Purchased with funds provided by Janet and William Jentes

Background & Context

Background Story

Gustave Caillebottes Self-Portrait with a Hat from around 1879 is a graphite drawing on laid paper that depicts the artist wearing a top hat, the emblematic accessory of the Parisian bourgeois flaneur whose perspective Caillebotte so frequently adopted in his paintings. The drawing is relatively small and informal, suggesting that it was made as a personal study rather than a presentation piece, but it reveals Caillebottes skill as a draftsman and his capacity for self-observation. The top hat, which Caillebotte also wears in his full-length self-portrait of 1880 now in a private collection, is both a fashion accessory and a social marker, identifying the artist as a member of the Parisian upper class who could afford to stroll the boulevards at leisure rather than work in a studio.

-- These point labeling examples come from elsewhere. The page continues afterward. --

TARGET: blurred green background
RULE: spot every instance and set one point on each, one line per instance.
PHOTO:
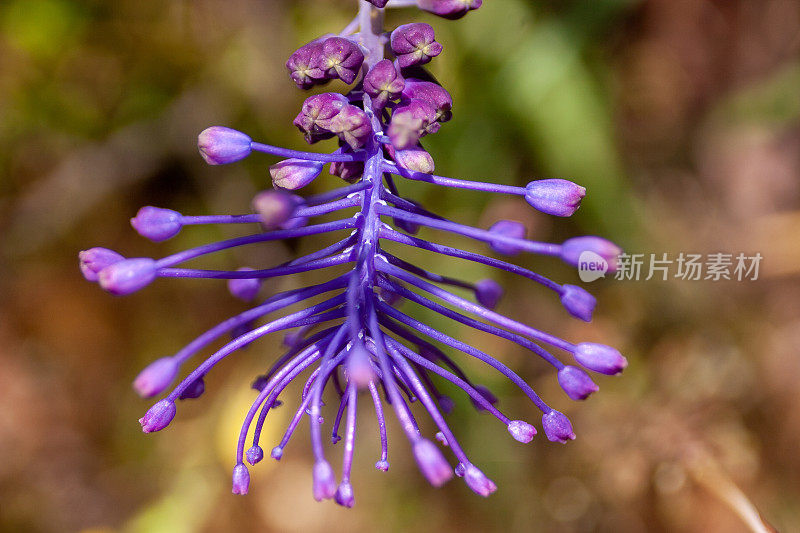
(682, 119)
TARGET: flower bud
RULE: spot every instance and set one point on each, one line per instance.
(409, 123)
(275, 207)
(128, 275)
(488, 293)
(383, 83)
(294, 173)
(158, 417)
(595, 248)
(244, 288)
(241, 479)
(557, 427)
(317, 112)
(193, 390)
(157, 224)
(254, 454)
(431, 93)
(449, 9)
(554, 196)
(324, 482)
(415, 159)
(414, 44)
(521, 431)
(578, 302)
(600, 358)
(352, 126)
(156, 377)
(341, 58)
(220, 145)
(478, 482)
(93, 260)
(344, 495)
(576, 383)
(432, 463)
(304, 65)
(507, 228)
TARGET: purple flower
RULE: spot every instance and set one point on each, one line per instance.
(157, 224)
(555, 197)
(351, 338)
(294, 173)
(414, 44)
(220, 145)
(94, 260)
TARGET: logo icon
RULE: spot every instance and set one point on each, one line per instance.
(591, 266)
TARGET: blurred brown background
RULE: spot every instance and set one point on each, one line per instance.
(681, 117)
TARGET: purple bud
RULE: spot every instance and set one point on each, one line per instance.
(521, 431)
(317, 112)
(157, 224)
(352, 125)
(193, 390)
(488, 293)
(158, 417)
(254, 454)
(344, 495)
(294, 173)
(244, 288)
(576, 383)
(554, 196)
(582, 249)
(449, 9)
(128, 275)
(341, 58)
(414, 44)
(600, 358)
(431, 93)
(220, 145)
(383, 83)
(93, 260)
(415, 159)
(478, 482)
(275, 207)
(324, 482)
(432, 463)
(557, 427)
(409, 123)
(507, 228)
(156, 377)
(578, 302)
(304, 65)
(241, 479)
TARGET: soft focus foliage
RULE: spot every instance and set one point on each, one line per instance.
(681, 118)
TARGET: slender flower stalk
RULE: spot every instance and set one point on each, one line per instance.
(357, 340)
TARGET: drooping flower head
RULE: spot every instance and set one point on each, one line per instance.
(361, 342)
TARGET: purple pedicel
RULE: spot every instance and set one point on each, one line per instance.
(348, 336)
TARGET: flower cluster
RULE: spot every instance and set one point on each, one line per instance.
(358, 340)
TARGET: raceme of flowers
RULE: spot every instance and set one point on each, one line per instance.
(361, 342)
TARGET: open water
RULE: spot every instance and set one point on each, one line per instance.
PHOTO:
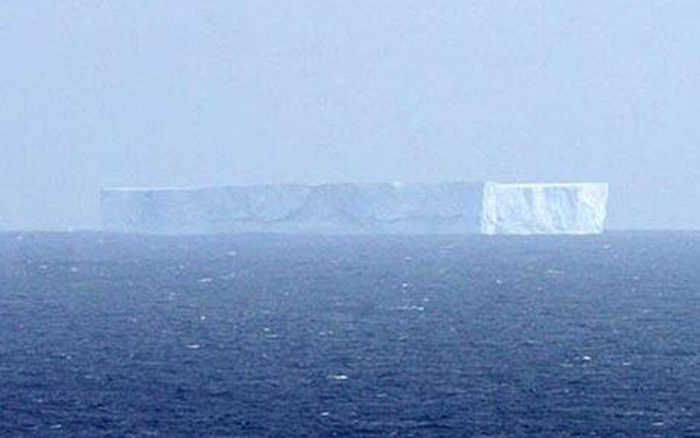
(280, 336)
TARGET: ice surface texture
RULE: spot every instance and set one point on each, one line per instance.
(456, 207)
(544, 208)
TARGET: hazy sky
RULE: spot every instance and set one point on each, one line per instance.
(106, 93)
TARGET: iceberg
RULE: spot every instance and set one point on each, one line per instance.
(544, 208)
(420, 208)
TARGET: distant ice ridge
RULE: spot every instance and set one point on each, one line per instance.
(455, 207)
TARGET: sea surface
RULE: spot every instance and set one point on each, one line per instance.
(309, 336)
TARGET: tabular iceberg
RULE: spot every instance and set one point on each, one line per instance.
(544, 208)
(456, 207)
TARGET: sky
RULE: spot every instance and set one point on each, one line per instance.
(154, 93)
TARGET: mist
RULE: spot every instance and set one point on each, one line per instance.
(125, 93)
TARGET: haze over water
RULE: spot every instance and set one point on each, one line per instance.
(104, 335)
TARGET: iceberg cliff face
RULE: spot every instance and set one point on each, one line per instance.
(325, 208)
(544, 208)
(457, 207)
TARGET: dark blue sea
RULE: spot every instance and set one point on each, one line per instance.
(308, 336)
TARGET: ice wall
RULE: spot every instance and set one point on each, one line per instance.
(325, 208)
(458, 207)
(544, 208)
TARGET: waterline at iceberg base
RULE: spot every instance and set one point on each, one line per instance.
(352, 208)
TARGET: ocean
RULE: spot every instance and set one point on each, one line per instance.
(313, 336)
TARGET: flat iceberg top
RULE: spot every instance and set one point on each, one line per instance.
(449, 207)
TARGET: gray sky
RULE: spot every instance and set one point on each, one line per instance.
(237, 92)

The choice of graphite on off-white laid paper produces a drawing of modest tonal range, all grays and whites, that suits the formal restraint of a man who expressed his personality through understatement rather than display. The year 1879 places this drawing in the period of Caillebottes most intense involvement with the Impressionist group, when he was organizing exhibitions, purchasing works by his colleagues, and painting the urban interiors and streetscapes for which he is best known. The self-portrait documents the appearance of an artist who was simultaneously a participant in and a patron of the Impressionist movement, a double role that gave him a unique position in the history of the group.

Cultural Impact

Caillebottes self-portraits are important documents of the social world of Impressionism, revealing the class position and self-presentation of an artist who was both a participant in and a financial supporter of the movement. His drawings preserve the working methods of an artist whose reputation as a painter has grown steadily since the 1970s.

Why It Matters

An informal self-portrait drawing by Caillebotte depicting himself wearing a top hat, the emblematic accessory of the Parisian flaneur, revealing the social position and self-presentation of an artist who was simultaneously a participant in and patron of the Impressionist movement.